I started my mission for tea in the capital and biggest city of Yunnan, Kunming, in a tea store called Ten Fu’s. Ten Fu’s has numerous helpful and knowledgeable staff. When we visited, the shop was empty and my travel partner and I received the attention of no less than four associates. Two of them spoke enough English to get across the basics of their products.
They carried oolong tea from the highlands of Taiwan, black tea from Fujian Province. We didn’t come all this way to Yunnan to taste tea from Fujian. So we directed our attention to the Pu‘er Department. I was unaware until this point that they made Pu‘er in a green variety. The green, or raw Pu’er is the best kind to keep for aging (as long as it’s stored in appropriate conditions). Today, however, we were going to compare some dark Pu‘er with a taste test. They had big disks aged one to four years ranging in price from 25 to 240 CNY ($4-$40 US).

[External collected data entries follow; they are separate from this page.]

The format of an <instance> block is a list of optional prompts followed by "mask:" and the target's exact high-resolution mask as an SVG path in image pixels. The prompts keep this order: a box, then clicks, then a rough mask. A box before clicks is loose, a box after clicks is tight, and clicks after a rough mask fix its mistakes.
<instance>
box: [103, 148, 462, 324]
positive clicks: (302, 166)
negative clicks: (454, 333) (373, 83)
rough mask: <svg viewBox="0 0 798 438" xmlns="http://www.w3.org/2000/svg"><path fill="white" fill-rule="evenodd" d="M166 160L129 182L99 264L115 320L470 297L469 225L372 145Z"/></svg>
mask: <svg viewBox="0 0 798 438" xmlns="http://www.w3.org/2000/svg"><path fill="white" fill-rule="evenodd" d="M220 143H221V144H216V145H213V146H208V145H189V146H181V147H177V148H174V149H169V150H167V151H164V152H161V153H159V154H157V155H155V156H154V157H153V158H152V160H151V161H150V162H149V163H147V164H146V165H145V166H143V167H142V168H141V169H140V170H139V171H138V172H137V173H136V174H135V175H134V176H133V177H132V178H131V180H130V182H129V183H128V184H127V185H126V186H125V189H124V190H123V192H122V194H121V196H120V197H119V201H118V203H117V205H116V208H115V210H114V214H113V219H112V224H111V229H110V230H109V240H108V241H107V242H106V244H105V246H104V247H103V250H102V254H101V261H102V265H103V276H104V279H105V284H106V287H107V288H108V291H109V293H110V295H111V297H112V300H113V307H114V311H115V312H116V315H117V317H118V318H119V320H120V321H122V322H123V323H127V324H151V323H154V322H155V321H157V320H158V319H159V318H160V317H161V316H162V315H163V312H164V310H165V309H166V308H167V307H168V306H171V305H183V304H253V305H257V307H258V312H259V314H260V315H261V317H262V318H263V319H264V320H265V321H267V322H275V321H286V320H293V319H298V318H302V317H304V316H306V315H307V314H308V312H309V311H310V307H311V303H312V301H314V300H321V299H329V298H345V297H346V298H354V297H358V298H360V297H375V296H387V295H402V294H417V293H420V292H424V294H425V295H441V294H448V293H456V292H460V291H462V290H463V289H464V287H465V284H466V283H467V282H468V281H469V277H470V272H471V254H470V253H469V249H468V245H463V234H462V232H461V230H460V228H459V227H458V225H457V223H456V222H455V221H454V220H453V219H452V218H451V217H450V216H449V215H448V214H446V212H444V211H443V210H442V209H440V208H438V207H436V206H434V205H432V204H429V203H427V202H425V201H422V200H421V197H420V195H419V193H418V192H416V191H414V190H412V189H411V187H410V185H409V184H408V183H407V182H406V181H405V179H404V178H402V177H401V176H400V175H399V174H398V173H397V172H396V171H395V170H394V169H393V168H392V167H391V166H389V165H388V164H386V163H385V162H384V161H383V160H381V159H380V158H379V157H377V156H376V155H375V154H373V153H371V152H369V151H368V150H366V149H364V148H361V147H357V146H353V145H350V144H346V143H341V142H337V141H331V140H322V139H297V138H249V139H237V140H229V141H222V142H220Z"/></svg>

Pu‘er tea has its origins in Yunnan Province. It was pressed into round disks to trade with the Tibetans. The route was called the Tea-Horse Road, and went from the jungles of Xishuangbanna, north through Dali, Lijiang, and along the high roads into Tibet, before turning south into India and Burma. During the Tang dynasty, the Tibetans sent horses down into China in exchange for this Yunnanese tea. Although less well-known than the Silk Road, the Tea-Horse Road was just as important in terms of trade, and the movement of ideas, peoples, and religions.
We wanted to taste the 2-year compared to the 3-year. Tasting tea is similar to wine in the way that spending more money on the product doesn’t mean you’ll like it more. The salespeople tell you the longer it’s aged, the better it is, and it they are right. But remember it is up to the individual palette as to which you prefer.

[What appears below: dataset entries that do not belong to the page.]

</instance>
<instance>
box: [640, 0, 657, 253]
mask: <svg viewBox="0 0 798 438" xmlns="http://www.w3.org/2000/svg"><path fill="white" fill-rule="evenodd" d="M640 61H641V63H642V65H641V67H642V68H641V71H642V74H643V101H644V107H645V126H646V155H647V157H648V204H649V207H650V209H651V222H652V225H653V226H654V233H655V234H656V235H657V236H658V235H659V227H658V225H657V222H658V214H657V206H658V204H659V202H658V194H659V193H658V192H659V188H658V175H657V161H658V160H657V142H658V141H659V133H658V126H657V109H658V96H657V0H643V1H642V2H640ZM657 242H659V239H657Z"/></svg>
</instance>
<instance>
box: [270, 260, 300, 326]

We sat down at the tasting table and the associate broke about a tablespoon of the 3-year tea from the disk. She placed it into a clay teapot which had already been warmed by being rinsed with hot water. Pouring hot water over the leaves for only a few seconds, she rinsed the tea and allowed it to slightly open up. She then repeated the rinsing and used the rinse water to heat the tea cups. I stuffed my nose in the pot to smell the deep, pungent earthiness of the newly opened leaves.
For the first brew she used 95 degree C water and allowed 20 seconds for steeping. We both sipped. The reddish-brown liquid had a mildly earthy, slightly musty, smooth taste. She kept brewing, and with each infusion, the tea changed slightly, getting darker and richer. We liked this, but wanted to compare it to the 2-year.
We repeated the process with the 2-year and it tasted only marginally stronger and more earthy, which we liked more. We ended up buying a disk of the two year.
The plan now is to travel to Xishuangbanna, in the south of Yunnan, where the tea is grown.